When working from home, this is significant if you work mainly in a smaller, confined space, shut off from other occupants in your home. 

Yet, the type of plants matter. An assessment of 50 houseplants found that the 10 best houseplant air cleaners include dracaenas and peace lilies. Besides being easy to grow and maintain, dracaenas and peace lilies are also small enough to serve as desk plants, and they are both relatively low light and low maintenance plants.

5. Plants Can Reduce Sick Days

Unsurprisingly, with the qualities plants add to our indoor environments, plants could reduce the risks of falling ill. 

Workers in offices that have worse lighting and views of nature recorded more sick leave hours. Both daylighting and views of nature caused a 6.5% impact on sick leave use. 

Therefore, a plant on your desk can boost your overall wellbeing. Of course, having natural light does wonders, but good lighting is likewise associated with productivity and wellbeing. 

If your desk is not located next to a window, consider pairing up your desk plant with the creative use of a daylight lamp. A good daylight lamp mimics a bright sunny day and provides glare-free light therapy. Therefore, it would add sufficient care to your eyes. Not only does it deliver mood-enhancing natural light, but such a daylight lamp functions as an attractive accessory for your desk.

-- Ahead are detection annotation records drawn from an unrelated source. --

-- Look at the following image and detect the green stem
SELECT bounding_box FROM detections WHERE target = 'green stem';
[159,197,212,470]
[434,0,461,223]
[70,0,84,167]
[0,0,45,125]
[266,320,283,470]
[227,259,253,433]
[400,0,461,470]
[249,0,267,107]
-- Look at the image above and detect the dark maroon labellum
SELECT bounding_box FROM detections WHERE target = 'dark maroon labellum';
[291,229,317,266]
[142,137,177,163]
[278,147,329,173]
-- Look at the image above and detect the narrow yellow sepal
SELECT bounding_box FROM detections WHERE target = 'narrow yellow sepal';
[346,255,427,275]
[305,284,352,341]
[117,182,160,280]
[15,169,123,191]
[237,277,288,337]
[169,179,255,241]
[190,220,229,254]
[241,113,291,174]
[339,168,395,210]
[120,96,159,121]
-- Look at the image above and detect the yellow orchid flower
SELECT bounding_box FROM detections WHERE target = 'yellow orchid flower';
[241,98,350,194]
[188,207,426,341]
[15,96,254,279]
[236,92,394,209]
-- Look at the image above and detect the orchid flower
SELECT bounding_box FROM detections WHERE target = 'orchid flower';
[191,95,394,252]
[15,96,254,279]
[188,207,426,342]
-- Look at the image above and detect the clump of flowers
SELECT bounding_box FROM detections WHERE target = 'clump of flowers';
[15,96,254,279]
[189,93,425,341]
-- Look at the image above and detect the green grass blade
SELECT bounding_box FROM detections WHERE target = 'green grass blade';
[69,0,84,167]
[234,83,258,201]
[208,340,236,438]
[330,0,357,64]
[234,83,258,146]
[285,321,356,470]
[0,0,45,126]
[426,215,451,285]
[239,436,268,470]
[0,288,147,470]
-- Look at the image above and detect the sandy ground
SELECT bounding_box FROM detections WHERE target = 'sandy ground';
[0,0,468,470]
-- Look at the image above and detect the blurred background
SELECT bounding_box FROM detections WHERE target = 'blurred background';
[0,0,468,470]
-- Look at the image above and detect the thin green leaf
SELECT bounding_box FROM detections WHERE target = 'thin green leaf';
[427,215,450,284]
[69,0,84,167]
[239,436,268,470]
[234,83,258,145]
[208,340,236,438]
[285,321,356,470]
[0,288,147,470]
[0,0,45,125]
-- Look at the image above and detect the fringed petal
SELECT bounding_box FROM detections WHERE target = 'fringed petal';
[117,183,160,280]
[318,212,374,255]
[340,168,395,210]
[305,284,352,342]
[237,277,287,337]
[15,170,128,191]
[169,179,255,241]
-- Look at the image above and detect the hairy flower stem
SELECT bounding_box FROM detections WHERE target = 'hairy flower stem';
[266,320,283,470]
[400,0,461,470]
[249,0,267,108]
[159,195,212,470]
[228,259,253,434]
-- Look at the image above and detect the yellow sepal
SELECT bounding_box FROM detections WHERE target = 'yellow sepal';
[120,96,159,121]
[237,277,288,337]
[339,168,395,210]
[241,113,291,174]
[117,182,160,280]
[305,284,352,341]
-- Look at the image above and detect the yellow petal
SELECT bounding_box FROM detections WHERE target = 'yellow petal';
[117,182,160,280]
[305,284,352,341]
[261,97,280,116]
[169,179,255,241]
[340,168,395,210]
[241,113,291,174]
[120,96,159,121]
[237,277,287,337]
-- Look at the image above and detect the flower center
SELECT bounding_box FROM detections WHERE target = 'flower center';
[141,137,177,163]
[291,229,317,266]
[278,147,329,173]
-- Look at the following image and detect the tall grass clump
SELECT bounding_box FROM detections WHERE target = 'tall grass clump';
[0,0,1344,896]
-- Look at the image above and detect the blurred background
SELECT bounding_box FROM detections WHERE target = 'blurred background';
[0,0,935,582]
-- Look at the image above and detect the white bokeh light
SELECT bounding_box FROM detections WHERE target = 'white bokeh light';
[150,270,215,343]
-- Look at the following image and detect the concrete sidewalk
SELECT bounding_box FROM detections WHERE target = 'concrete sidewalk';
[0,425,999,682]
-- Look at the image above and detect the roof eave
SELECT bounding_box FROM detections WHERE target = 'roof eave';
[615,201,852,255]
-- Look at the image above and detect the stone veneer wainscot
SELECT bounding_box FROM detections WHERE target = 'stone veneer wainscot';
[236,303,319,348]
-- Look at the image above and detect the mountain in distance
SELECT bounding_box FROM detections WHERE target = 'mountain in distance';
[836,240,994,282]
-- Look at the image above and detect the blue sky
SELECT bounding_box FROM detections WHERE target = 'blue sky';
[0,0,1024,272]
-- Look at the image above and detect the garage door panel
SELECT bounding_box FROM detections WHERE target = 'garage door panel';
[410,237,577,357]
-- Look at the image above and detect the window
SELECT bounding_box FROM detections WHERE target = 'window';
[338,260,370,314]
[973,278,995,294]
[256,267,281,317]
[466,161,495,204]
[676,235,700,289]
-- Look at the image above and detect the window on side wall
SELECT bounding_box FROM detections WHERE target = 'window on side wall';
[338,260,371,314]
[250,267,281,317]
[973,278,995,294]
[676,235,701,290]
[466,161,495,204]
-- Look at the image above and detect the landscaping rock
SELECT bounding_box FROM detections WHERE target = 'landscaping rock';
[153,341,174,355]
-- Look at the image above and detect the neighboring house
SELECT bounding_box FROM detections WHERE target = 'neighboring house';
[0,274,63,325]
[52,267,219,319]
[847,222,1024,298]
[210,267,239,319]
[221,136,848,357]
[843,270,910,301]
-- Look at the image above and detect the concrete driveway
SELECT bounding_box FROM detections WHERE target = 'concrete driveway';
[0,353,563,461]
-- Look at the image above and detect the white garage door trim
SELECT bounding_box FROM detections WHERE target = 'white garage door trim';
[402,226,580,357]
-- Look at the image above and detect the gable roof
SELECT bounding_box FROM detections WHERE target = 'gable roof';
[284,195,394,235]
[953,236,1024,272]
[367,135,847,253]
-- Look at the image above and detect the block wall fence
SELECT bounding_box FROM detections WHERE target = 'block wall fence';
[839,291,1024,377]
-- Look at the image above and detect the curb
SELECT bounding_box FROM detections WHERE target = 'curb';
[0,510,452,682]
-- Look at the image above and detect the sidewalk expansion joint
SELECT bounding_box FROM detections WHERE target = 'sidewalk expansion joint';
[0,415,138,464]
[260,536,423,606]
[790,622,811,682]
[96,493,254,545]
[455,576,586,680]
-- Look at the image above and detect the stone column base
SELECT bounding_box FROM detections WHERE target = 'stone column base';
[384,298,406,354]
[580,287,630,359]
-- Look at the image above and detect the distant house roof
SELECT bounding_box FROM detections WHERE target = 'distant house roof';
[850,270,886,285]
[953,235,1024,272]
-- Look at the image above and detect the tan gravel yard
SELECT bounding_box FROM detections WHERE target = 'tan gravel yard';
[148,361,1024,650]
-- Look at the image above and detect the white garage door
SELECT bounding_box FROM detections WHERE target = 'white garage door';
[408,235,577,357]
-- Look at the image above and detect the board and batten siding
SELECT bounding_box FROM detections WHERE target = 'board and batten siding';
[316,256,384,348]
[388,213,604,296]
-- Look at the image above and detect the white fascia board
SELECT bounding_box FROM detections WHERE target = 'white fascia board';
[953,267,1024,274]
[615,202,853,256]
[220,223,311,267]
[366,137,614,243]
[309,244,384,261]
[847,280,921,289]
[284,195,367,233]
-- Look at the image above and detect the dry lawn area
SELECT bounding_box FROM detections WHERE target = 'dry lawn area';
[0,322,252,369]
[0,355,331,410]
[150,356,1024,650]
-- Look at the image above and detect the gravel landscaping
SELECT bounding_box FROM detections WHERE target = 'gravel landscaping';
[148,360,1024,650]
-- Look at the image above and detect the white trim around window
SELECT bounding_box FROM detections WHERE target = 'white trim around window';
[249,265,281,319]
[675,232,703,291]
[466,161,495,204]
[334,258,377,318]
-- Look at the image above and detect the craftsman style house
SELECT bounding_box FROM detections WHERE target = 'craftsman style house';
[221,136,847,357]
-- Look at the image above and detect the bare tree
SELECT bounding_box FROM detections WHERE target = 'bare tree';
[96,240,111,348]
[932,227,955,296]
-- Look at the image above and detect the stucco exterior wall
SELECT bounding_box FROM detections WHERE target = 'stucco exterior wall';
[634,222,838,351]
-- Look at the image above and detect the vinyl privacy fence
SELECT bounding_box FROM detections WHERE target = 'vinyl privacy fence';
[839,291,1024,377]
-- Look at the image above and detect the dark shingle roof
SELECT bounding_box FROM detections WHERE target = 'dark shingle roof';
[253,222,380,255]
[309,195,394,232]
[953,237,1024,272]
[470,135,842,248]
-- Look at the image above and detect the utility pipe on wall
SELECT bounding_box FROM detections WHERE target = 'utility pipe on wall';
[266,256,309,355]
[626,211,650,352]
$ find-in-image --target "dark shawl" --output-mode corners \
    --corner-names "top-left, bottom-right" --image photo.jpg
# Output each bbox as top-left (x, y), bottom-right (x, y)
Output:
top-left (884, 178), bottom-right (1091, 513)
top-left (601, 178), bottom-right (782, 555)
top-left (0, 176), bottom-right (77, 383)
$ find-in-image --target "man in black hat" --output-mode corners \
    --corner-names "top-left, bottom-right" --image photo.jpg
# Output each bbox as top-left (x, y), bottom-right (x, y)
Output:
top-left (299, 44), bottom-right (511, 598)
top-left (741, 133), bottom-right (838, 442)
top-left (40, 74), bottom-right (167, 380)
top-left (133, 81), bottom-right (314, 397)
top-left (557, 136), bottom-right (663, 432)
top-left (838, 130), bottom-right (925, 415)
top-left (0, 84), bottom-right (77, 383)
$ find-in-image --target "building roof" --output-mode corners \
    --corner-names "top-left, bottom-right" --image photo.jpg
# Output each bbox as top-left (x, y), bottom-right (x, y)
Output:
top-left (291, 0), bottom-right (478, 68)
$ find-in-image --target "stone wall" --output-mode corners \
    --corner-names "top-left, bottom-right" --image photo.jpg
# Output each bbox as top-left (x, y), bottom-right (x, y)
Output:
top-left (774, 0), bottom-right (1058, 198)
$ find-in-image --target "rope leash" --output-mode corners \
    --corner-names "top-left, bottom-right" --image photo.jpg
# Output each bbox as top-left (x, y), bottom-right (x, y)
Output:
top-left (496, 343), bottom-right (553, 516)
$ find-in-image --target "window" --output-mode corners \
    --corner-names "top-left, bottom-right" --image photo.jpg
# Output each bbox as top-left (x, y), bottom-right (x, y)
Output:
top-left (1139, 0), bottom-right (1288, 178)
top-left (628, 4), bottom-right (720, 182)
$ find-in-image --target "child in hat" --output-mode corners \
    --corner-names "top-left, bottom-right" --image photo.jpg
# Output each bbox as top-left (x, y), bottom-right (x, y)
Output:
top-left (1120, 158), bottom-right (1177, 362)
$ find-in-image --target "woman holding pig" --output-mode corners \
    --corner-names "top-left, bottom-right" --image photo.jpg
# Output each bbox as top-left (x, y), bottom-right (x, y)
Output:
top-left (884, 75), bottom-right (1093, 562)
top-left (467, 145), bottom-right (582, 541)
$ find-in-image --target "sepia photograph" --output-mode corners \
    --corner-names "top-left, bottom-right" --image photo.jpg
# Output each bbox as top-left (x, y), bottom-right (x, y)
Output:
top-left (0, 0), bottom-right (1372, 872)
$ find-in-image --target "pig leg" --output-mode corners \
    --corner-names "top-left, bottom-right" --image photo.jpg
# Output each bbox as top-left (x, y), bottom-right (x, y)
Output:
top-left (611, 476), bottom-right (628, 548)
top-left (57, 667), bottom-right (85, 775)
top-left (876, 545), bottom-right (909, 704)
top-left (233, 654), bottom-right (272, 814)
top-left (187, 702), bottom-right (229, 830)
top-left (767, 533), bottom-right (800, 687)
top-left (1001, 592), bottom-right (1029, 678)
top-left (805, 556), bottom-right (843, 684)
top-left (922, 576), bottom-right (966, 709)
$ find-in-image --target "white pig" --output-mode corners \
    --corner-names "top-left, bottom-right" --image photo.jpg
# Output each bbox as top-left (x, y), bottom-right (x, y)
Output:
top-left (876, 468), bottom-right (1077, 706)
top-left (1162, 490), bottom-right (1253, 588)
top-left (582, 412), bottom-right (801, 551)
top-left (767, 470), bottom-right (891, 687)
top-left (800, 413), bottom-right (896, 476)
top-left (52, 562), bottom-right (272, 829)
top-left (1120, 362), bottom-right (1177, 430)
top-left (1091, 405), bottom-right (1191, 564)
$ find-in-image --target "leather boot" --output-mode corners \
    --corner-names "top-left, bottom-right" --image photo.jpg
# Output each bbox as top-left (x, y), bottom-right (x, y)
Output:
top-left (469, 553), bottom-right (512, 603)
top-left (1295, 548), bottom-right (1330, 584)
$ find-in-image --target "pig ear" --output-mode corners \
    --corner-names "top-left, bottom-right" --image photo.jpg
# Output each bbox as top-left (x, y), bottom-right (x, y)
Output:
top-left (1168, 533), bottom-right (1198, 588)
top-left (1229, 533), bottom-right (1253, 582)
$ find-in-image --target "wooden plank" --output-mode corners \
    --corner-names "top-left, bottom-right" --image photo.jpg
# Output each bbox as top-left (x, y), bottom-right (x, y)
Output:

Essentially, design a workspace for your best interests; keep your desk space well-lit and well-ventilated.

6. A plant adds green color aesthetic which supports wellbeing

Aesthetics make your room more aesthetically pleasing to work in. If your room is small or designed to accommodate multiple uses, it can be really hard to balance function and aesthetics — but plants provide a quick, convenient hack. 

A desk plant adds the color green to your workspace. Believe it or not, colors impact our productivity and the way we perform professionally. As for the colour green, researchers have found that it creates a calming atmosphere. The color green brings balance and harmony into our built-up modern offices, desks and workspaces.

If your desk space is lacking the color green, a desk plant offers the perfect addition. Of course, more plants would correspond to more green. The number of plants is a factor you can experiment with — use it to observe changes in your moods, thoughts, and behaviour.

Summary

Here, we have backed up six ways that a desk plant can realistically benefit you. Trying out some of these ideas is the best way to explore what works best for you. As long as you obtain a low-maintenance plant, there should be little to worry about.